2. The photosensitive thermosetting resin according to claim 1, wherein the unsaturated monocarboxylic acid is selected from the group consisting of acrylic acid, methacrylic acid, crotonic acid and cinnamic acid.

3. The photosensitive thermosetting resin according to claim 1, wherein the polyacid anhydride is selected from the group consisting of succinic anhydride, maleic anhydride, phthalic anhydride and tetrahydrophthalic anhydride.

4. The photosensitive thermosetting resin according to claim 1, wherein the unsaturated monomer having epoxy groups is selected from the group consisting of glycidyl acrylate, glycidyl methacrylate, (3,4-epoxy cyclohexyl) hexyl acrylate, (3,4-epoxy cyclohexyl) hexyl methacrylate, 3,4-epoxy indan-1-yl acrylate, 3,4-epoxy indan-1-yl methacrylate, 3,4-epoxy indan-1-yl oxyethyl acrylate, and 3,4-epoxy indan-1-yl oxyethyl methacrylate.

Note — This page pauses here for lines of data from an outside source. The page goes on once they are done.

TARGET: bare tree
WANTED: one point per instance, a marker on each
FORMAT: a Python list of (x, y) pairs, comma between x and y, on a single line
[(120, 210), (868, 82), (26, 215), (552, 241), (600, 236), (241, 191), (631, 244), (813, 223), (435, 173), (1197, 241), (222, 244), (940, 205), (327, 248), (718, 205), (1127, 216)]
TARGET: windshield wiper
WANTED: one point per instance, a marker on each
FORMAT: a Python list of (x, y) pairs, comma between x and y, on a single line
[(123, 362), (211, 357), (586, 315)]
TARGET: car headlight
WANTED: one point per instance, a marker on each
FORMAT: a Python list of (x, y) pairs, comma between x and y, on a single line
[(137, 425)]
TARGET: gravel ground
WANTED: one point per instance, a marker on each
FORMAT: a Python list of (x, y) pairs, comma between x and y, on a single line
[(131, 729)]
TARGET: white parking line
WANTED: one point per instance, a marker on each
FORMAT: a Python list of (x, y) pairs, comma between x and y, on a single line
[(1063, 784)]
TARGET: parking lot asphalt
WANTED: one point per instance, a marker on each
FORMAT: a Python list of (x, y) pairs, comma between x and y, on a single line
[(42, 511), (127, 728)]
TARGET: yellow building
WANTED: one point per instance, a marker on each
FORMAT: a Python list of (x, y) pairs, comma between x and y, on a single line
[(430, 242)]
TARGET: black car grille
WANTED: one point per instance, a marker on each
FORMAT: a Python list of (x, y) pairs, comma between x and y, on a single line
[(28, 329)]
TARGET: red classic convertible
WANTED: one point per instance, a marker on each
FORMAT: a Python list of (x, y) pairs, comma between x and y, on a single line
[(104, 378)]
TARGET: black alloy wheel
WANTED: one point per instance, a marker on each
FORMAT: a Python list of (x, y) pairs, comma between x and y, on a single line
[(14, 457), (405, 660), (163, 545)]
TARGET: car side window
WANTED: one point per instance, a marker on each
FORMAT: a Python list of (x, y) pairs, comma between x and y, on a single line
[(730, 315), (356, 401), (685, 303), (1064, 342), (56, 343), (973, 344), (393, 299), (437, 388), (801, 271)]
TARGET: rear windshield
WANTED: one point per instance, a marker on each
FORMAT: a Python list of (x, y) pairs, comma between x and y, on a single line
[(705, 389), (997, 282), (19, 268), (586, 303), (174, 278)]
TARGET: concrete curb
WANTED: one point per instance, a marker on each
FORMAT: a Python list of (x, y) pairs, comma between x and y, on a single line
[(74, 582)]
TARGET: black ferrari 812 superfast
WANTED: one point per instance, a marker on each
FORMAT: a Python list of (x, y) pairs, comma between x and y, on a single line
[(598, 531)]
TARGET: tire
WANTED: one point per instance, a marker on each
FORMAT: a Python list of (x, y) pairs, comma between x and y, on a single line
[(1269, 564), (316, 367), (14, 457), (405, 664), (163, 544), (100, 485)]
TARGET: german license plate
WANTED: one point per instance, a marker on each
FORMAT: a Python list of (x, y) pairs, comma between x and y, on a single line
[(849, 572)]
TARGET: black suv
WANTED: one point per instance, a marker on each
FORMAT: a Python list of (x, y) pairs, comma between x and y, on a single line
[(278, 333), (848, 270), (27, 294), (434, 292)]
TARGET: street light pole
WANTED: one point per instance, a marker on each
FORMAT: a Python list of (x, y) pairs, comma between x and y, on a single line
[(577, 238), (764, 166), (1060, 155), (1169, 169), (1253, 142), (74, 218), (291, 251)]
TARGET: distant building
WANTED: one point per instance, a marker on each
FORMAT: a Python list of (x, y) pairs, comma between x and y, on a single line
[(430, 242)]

5. A method for preparing a photosensitive thermosetting resin, comprising the steps of:

(1) reacting a phenolic epoxy resin (a) having at least two epoxy functional groups in one molecule thereof with unsaturated monocarboxylic acid (b) at a temperature of 70 to 130° C., wherein a molar ratio of the unsaturated monocarboxylic acid (b) to the epoxy functional groups of the epoxy resin (a) is 0.7 to 1.2;

(2) adding polyacid anhydride (c) to perform reaction at a temperature of 70 to 130° C. when acid value of a reaction product of the step (1) is decreased to 15 mg KOH/g or less, wherein a molar ratio of the polyacid anhydride (c) to the epoxy functional groups of the epoxy resin (a) of the step (1) is 0.6 to 1.5; and

(3) adding unsaturated monomer (d) having epoxy groups to react with a product obtained from the step (2) at a temperature of 60 to 100° C.

6. The method according to claim 5, wherein the unsaturated monocarboxylic acid is selected from the group consisting of acrylic acid, methacrylic acid, crotonic acid and cinnamic acid.

7. The method according to claim 5, wherein the polyacid anhydride is selected from the group consisting of succinic anhydride, maleic anhydride, phthalic anhydride and tetrahydrophthalic anhydride.

8. The method according to claim 5, wherein the unsaturated monomer having epoxy groups is selected from the group consisting of glycidyl acrylate, glycidyl methacrylate, (3,4-epoxy cyclohexyl) hexyl acrylate, (3,4-epoxy cyclohexyl) hexyl methacrylate, 3,4-epoxy indan-1-yl acrylate, 3,4-epoxy indan-1-yl methacrylate, 3,4-epoxy indan-1-yl oxyethyl acrylate, and 3,4-epoxy indan-1-yl oxyethyl methacrylate.

9. A solder resist ink composition, comprising 100 parts by weight of the photosensitive thermosetting resin according to any one of claims 1 to 4, 5 to 40 parts by weight of a photopolymerization initiator, and 3 to 60 parts by weight of a thermo-hardener.

10. The solder resist ink composition according to claim 9, wherein the thermo-hardener is epoxy resin.

11. The solder resist ink composition according to claim 9, further comprising a hardening promoter selected from the group consisting of ethyl guanamine, diamino diphenylmethane and melamine.